75歳以上での更新に必要な「認知機能検査」とは
「認知機能検査」の種類
75歳以上の人が受ける「認知機能検査」は1種類です。以下の3つの検査を受けます。
- 時間の見当識:検査時の年月日、曜日、時間を回答します。
- 手がかり再生:16種類の絵を見た後に、何が描かれていたかを回答します。
- 時計描写:時計の文字盤を描き、指定された時刻を針で表します。
検査の結果によって、その後に受けられる高齢者講習の内容に違いがあります。
「認知機能検査」判定結果と、その後受けられる講習の内容
判定結果が「記憶力・判断力に心配ありません」の場合
「検査と講習のお知らせ」はがきに記載されている教習所・運転免許試験場に予約を行い、2時間(小型特殊免許のみの方は1時間)の高齢者講習を受講します。
判定結果が「記憶力・判断力が少し低くなっています」の場合
「検査と講習のお知らせ」はがきに記載されている教習所・運転免許試験場に予約を行い、3時間(小型特殊免許のみの方は2時間)の高齢者講習を受講します。
判定結果が「記憶力・判断力が低くなっています」の場合
臨時適性検査で専門医の診断を受けるか、診断書を提出する必要があります。診断結果に問題がなければ、3時間(小型特殊免許のみの方は2時間)の高齢者講習を受け、更新手続きを行うことが可能です。
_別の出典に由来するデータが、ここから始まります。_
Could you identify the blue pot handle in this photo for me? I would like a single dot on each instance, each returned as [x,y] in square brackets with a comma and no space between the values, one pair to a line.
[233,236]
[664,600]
なお、専門医によって認知症と診断された場合、運転免許の取り消し等の行政処分の対象となります。
「認知機能検査」にかかる費用
「認知機能検査」は検査手数料 750円がかかります。
講習を受けて安全なシニアカーライフを
「高齢者講習」は、年齢を重ねるに伴って訪れる体力や判断力の変化を理解し、安全に運転するためのものです。対象となる方は必ず講習を受け、安全なカーライフに役立ててください。またその年齢に達する前に「高齢者講習」「認知機能検査」についてあらかじめ知っておくようにしましょう。